The assault was the latest in a spate of attacks in which Palestinians have used knives, acid and vehicles as weapons in recent months, leaving dead and injured.
Police identified the assailant as a 23-year-old Palestinian from Tulkarem in the West Bank and said he had entered Israel illegally.
The assailant, who tried to escape the scene on Wednesday, was shot by police and wounded in the leg before being apprehended, police spokeswoman Luba Samri said.
The attack occurred during the morning rush hour on Wednesday, after the assailant boarded the bus on Begin Road, a major thoroughfare in Tel Aviv.
The assailant began stabbing people, including the driver, then managed to get out of the bus and started to flee.
Officers from a prison service who happened to be nearby and saw the bus swerving out of control and a man running away, gave chase, shot the man in the leg, and subsequently arrested him.
"We believe it was a terror attack," said police spokesman Micky Rosenfeld. He said four people were seriously hurt and another five sustained lighter wounds. The stabber was in custody and the police are questioning him, he said.
The stabbing is the latest in a type of "lone-wolf" attacks that have plagued Israel in recent months. About a dozen people have been killed in Palestinian attacks, including five people killed with guns and meat cleavers in a bloody assault on a Jerusalem synagogue. In November, an Israeli soldier was stabbed to death near the Haganah train station in Tel Aviv.
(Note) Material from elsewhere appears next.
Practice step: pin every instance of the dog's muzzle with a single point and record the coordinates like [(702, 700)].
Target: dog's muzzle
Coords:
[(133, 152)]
The suspect, a Palestinian from the West Bank city of Nablus, was arrested.
Hamas did not claim responsibility but praised Wednesday's attack as "brave and heroic" in a tweet by Izzat Risheq, a Hamas leader residing in Qatar.
The stabbing is a "natural response to the occupation and its terrorist crimes against our people," Risheq said.
Israeli officials say the attacks are incited by Palestinian President Mahmoud Abbas and other Palestinian leaders.
Tension between Israelis and Palestinians have been on the rise since the war in Gaza ended in August, 2014, with more than 2,200 Palestinians killed, mostly civilians, and more than 70 Israelis killed, nearly all of them soldiers.